I would say there is still a pattern of growth that's possible, but we're seriously at risk of stymying that growth if we don't take means to address a combination of three things that lead up to a very entrenched illicit market still having a good go at things.
We have this tax issue that I have put on the table, the combination of taxes and fees. The provinces are big beneficiaries of these resources, of course, if we're forthright about it, but the burden of those collectively, as the EY report shows, is very challenging to sustain.
Second, there are a lot of regulations, which nobody is surprised by, but now we know that a lot of the assumptions behind the regulations are just plain wrong, and the statutory review looks like a very slow process to get the change that a lot of people need more immediately, so I'll just put a circle around that.
What we're really concerned about, Mr. Drouin, is that we would see a situation where we stop growing and we get locked into what we would think is approximately a fifty-fifty situation between the legacy markets and the regulated marketplace.
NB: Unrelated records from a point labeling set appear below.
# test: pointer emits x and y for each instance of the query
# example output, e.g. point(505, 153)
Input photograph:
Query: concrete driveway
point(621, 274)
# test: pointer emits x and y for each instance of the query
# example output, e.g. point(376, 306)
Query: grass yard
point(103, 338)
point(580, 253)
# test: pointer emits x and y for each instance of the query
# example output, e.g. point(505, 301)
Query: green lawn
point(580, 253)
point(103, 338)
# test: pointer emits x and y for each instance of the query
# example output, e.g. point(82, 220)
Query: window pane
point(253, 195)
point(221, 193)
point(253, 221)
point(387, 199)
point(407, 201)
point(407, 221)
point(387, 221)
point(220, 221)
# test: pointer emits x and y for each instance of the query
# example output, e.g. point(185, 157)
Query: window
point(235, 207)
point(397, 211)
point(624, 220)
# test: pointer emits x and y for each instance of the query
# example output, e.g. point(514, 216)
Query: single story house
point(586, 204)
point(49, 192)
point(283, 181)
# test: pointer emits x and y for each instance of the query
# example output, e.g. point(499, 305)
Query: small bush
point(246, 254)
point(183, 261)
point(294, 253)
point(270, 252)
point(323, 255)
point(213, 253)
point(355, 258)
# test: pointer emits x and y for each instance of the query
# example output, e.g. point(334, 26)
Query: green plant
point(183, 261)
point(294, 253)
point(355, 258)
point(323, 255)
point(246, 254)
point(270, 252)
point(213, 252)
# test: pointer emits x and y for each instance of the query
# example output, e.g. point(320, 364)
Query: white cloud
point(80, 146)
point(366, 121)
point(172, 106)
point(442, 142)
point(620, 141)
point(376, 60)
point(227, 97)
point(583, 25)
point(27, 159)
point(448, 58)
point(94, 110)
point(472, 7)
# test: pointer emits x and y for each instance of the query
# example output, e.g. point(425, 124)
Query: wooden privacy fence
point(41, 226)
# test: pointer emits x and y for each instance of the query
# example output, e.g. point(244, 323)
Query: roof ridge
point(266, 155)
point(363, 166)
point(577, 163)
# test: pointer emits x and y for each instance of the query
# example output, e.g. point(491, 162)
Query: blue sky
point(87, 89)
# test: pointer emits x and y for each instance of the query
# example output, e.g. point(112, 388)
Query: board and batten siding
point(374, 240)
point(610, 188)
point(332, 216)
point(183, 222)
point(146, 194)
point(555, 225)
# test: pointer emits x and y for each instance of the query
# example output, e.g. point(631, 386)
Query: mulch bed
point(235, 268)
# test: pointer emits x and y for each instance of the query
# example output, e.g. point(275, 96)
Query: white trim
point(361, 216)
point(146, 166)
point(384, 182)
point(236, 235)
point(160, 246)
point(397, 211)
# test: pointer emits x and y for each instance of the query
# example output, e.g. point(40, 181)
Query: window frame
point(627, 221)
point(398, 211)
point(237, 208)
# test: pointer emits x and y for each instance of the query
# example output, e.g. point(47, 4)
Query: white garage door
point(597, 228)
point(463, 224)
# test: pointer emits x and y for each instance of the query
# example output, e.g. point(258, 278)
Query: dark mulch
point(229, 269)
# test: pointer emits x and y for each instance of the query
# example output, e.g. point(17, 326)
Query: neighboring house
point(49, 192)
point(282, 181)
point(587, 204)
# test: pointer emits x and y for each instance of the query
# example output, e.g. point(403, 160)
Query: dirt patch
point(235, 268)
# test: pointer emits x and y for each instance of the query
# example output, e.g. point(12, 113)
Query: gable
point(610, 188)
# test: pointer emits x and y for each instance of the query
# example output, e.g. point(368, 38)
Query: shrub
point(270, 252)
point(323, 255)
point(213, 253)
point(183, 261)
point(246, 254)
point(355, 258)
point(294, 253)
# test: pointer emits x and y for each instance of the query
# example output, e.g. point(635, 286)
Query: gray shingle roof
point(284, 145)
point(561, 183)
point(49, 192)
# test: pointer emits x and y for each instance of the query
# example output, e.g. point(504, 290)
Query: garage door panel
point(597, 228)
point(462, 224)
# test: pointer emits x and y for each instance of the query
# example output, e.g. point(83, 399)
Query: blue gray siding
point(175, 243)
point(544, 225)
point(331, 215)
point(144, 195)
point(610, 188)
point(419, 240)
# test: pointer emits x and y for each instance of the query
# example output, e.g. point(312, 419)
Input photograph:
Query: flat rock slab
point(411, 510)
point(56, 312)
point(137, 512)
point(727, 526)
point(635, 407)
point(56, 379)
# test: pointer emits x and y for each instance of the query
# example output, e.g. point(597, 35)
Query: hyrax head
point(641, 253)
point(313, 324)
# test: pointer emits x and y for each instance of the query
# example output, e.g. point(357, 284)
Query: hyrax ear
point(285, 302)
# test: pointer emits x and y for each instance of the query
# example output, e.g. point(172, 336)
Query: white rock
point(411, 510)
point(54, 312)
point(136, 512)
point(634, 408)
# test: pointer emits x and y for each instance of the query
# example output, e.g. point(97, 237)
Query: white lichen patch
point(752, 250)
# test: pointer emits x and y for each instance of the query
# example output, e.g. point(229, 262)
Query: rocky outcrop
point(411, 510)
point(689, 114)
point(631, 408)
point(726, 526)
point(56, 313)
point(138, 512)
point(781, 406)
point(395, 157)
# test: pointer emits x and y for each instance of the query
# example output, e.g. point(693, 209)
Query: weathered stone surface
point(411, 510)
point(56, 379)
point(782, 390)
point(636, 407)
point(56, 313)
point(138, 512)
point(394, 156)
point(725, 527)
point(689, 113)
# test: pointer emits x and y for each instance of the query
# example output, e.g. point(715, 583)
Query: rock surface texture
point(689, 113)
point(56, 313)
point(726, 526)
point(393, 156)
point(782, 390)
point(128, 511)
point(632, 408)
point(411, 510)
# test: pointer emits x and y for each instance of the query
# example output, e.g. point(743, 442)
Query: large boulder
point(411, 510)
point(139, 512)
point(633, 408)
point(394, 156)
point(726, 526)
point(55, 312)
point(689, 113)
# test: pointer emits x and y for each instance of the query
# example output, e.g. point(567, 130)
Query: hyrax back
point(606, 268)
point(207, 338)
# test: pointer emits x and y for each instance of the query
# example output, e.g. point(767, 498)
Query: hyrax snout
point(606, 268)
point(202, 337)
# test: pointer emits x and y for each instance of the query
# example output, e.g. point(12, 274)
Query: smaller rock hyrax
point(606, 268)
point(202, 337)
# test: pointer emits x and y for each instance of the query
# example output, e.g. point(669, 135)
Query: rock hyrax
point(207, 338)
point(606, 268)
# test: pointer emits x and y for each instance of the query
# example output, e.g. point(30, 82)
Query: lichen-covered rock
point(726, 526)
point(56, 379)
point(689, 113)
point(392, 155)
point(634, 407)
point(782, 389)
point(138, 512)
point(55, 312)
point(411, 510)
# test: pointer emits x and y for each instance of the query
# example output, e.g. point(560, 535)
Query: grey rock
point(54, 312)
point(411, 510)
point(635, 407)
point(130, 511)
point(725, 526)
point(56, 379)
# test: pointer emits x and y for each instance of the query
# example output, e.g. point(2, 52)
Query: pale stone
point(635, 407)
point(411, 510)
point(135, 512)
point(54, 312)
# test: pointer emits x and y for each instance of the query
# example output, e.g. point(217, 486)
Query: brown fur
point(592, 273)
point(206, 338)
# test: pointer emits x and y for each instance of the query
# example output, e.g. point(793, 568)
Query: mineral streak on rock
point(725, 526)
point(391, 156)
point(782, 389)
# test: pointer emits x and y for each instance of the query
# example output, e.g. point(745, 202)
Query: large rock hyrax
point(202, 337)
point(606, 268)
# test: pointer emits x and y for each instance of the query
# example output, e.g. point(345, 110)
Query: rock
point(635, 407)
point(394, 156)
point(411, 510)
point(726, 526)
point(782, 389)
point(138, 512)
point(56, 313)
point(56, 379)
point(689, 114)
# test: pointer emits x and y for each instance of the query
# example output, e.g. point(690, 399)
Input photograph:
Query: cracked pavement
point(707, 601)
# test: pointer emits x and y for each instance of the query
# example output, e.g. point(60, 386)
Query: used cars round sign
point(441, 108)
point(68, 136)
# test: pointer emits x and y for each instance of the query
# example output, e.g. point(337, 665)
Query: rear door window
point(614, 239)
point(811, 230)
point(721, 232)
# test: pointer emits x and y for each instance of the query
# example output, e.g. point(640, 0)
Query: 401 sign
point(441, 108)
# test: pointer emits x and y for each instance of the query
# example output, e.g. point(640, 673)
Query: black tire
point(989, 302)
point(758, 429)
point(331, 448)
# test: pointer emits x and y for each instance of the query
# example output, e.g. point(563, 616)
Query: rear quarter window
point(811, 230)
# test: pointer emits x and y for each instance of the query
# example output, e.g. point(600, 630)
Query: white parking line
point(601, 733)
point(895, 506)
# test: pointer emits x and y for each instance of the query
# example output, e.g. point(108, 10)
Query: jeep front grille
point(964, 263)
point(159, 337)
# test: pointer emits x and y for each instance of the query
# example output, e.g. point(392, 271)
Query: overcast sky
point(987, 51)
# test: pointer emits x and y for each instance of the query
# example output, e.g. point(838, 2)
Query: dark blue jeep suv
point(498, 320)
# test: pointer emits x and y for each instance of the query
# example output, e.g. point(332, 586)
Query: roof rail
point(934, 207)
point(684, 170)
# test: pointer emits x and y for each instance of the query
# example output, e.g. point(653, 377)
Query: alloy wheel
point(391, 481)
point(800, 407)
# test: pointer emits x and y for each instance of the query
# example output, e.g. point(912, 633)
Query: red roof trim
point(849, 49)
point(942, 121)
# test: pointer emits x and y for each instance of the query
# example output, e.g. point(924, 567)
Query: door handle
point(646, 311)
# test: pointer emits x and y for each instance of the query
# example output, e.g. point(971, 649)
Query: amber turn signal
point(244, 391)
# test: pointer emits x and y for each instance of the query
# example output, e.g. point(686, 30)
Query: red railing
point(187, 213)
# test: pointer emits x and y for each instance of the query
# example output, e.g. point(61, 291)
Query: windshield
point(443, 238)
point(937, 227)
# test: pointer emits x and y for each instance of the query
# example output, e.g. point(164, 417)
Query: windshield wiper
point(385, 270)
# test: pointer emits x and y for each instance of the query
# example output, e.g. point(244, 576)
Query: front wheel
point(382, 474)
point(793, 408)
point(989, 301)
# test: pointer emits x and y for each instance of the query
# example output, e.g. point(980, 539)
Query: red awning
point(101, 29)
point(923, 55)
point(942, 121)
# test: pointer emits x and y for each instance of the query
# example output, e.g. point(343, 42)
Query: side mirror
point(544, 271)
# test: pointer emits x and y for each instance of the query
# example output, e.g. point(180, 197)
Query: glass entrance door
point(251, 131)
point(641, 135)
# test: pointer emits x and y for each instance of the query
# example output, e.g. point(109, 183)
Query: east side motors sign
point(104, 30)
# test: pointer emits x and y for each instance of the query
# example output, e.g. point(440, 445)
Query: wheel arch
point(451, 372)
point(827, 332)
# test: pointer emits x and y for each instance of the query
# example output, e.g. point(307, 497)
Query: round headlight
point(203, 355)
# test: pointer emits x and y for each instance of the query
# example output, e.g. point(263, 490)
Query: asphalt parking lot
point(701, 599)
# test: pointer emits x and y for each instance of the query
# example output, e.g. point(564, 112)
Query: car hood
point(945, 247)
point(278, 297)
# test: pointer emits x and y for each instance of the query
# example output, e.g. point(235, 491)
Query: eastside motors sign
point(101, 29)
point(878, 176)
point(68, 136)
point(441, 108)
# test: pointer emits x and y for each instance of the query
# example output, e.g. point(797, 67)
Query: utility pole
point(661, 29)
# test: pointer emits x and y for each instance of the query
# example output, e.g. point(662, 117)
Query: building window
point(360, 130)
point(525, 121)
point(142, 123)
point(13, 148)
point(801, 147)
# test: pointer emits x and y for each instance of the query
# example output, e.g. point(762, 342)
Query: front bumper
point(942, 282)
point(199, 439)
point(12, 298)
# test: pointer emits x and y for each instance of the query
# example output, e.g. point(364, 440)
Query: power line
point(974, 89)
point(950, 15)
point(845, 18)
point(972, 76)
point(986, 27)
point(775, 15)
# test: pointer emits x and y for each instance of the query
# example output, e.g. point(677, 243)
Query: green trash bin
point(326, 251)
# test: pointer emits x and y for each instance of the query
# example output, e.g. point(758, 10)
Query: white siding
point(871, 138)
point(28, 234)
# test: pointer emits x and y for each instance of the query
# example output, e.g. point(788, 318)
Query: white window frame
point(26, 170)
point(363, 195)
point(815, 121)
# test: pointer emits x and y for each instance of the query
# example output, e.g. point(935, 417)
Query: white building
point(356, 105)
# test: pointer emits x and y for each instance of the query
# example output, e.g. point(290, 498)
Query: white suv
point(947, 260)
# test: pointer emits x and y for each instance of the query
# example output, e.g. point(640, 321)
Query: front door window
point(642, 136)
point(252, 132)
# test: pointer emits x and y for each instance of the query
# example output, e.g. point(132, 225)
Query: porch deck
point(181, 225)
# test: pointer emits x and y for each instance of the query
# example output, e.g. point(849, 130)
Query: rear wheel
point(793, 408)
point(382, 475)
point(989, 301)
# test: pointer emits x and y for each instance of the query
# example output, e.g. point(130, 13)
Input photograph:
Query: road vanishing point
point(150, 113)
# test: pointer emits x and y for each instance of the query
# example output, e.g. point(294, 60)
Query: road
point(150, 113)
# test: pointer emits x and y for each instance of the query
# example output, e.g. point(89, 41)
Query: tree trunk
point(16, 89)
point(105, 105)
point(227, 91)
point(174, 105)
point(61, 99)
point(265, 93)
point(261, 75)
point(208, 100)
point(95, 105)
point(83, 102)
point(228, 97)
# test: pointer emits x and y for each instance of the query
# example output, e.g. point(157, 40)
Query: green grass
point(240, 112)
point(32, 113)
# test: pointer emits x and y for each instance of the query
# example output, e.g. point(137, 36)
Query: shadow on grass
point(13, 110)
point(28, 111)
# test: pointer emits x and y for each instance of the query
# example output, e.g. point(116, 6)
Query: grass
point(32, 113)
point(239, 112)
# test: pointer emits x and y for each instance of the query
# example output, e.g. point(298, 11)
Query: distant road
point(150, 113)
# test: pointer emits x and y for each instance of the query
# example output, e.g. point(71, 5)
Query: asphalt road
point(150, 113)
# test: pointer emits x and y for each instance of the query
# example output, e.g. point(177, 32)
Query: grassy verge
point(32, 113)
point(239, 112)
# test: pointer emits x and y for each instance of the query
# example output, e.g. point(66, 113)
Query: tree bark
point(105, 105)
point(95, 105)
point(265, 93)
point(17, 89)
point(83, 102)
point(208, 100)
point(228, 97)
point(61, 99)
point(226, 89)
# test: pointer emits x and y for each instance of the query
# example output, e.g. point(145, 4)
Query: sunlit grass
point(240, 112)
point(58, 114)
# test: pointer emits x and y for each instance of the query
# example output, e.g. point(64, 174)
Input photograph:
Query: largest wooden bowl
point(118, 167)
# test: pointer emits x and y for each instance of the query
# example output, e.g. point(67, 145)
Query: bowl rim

Our argument—and this is the work that we're doing in the second stage of our study—will be to show all governments that if we take steps together, we can grow the pie, and we can get more of the sales under a regulated framework, which provides certainty for a certain number of public health objectives and really important economic objectives for individuals, for communities and for government.
We're a little concerned that the growth potential that's there as we bring on more of those legacy consumers is being stymied by a series of constraints and that a few years hence we might look back and ask where we went wrong and why we have only gotten halfway there.